Although the night was cool, Ezra removed his green jacket, handing it to Kristen, then glanced at Misty who looked dwarfed by his red coat that she wore over her shoulders. "I am entrusting you both with the care of these until I return – a most important mission."

Kristen accepted the coat reverently. "I’ll take care of it, Mr. Ezra."

"Me, too," Misty stated.  

"I have the utmost confidence in you both," he said with a smile.  

"I can’t get my hair to stay inside," Susan murmured as she attempted to stuff her long, curly hair in the nun’s uniform.

Sr. Katie, wearing a pair of Cal’s trousers, helped Susan finish with her masquerade.

"I hope the Lord forgives us for our slight fib," Sr. Katie remarked.

"It’s for a good cause, Sister," Nathan said. "Since the men who stole the stallion will be lookin’ for a couple nuns, we’d best have two for them to see."

"A slight prevarication is the least of our worries, Sister," Ezra said. "In order for our stratagem to work, I must have something to wager, and that means we have to get the stallion back."

"Are you sure you can beat him at poker?" Sr. Adrian asked, concern furrowing her brow.  

Ezra smiled, revealing his gold tooth. "That Sr. Adrian, is like asking Shakespeare if he can create a sonnet."
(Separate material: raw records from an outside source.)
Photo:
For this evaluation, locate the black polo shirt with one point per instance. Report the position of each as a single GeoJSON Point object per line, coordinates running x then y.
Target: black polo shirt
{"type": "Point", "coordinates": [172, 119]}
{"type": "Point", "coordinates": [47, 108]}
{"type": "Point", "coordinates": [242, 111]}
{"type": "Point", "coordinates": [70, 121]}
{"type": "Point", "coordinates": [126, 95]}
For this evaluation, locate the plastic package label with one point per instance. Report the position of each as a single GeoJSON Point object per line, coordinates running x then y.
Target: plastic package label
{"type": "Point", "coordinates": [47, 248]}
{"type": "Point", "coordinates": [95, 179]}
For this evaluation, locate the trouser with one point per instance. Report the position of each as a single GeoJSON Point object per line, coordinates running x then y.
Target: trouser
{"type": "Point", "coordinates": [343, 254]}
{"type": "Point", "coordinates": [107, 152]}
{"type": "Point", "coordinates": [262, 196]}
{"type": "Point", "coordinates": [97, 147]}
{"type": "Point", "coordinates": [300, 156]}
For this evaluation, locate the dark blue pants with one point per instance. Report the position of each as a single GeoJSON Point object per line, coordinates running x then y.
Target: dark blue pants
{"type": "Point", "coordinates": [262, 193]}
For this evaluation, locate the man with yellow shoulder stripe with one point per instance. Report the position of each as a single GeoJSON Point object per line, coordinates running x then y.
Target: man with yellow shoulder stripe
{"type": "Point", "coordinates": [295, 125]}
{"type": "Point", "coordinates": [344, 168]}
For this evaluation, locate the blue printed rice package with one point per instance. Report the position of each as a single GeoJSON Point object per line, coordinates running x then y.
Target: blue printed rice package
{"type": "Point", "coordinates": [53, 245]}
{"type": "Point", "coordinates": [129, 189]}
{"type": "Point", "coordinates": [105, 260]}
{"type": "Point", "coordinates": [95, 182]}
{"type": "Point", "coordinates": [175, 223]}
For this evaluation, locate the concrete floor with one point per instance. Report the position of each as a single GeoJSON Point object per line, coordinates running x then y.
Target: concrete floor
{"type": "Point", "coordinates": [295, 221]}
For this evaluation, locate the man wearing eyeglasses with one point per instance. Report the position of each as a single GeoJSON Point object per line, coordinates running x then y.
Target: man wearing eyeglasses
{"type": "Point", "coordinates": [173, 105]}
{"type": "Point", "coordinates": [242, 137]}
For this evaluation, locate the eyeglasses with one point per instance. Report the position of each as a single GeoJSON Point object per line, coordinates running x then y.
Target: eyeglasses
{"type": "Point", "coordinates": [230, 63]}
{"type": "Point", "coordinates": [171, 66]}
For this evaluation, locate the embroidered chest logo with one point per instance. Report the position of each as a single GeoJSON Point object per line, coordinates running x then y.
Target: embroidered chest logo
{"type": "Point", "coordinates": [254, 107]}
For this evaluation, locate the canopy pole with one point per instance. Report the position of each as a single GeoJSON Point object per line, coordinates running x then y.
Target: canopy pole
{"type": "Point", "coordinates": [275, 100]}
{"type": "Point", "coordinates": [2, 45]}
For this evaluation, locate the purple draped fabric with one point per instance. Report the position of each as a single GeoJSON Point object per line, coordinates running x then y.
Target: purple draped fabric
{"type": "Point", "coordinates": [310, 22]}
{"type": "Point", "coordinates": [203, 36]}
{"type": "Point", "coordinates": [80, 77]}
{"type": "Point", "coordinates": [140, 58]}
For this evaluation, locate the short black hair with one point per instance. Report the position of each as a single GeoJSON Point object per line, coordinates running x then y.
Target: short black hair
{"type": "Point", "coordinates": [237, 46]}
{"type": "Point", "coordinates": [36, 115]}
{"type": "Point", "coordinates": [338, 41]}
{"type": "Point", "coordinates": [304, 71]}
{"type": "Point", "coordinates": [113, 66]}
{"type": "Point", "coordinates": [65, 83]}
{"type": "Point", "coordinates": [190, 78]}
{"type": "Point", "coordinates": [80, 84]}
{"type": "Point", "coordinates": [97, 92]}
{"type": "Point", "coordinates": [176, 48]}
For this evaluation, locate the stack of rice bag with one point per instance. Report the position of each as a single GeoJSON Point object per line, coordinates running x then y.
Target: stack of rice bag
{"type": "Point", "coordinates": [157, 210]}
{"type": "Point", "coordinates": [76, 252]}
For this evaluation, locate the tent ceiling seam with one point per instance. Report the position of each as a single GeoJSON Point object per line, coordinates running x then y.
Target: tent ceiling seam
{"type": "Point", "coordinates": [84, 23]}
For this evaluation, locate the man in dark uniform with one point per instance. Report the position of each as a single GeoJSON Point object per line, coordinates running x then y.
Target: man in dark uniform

"Pride goeth before a fall, too," Nathan murmured.  

Ezra arched an eyebrow. "Pride is of little consequence; it’s confidence in my God-given gifts."  

Nathan snorted, but didn’t comment further.

Sr. Adrian’s eyes twinkled, then sobered. "I wish I was going with you."  

"You have to stay here with the girls in case someone comes lookin’ around," Nathan said. "Ruthville is only a few miles away and Calendar’s men are probably watchin’ for you. With Susan dressed in Sr. Katie’s habit, they’ll see two nuns, and we just have to hope they didn’t count the girls." He glanced at Cal and Rina who would go with him, Ezra, and Sr. Katie to steal back the stallion. "I’m not sure this is such a good idea, but I ain’t got a better one."

"We can handle Goldie so he don’t get scared," Cal said.

Nathan smiled slightly at Cal’s willingness to help. "You and Rina be real careful. Anyone sees you two near the horse, they’re gonna shoot first and ask questions later."

Cal met his gaze with an expression that bordered on friendliness. "Don’t you be worryin’ about us, Mr. Nathan. You look out for yourselves."

"We’d better ride so we can get in and out before the sun rises," Sr. Katie said.

Sr. Katie and the two girls rode mules, while Ezra and Nathan rode ahead of them on their own horses.

"It might’ve been easier to break Chris and the others out," Nathan said to Ezra.  

Ezra shook his head, uncharacteristic somberness clouding his face. He and Nathan had spent the late afternoon scouting out the town and learning as much as they could about Ross Calendar, and where Chris and the others were being held. "They have too many guards around the facility. And with Buck and Vin wounded, the chance of successfully extricating them isn’t favorable."

"Buck’s leg wound didn’t look serious, unless it gets infected." Nathan took a deep breath. "Vin didn’t look too good, though."

Neither man spoke aloud their fears that Vin might already be dead.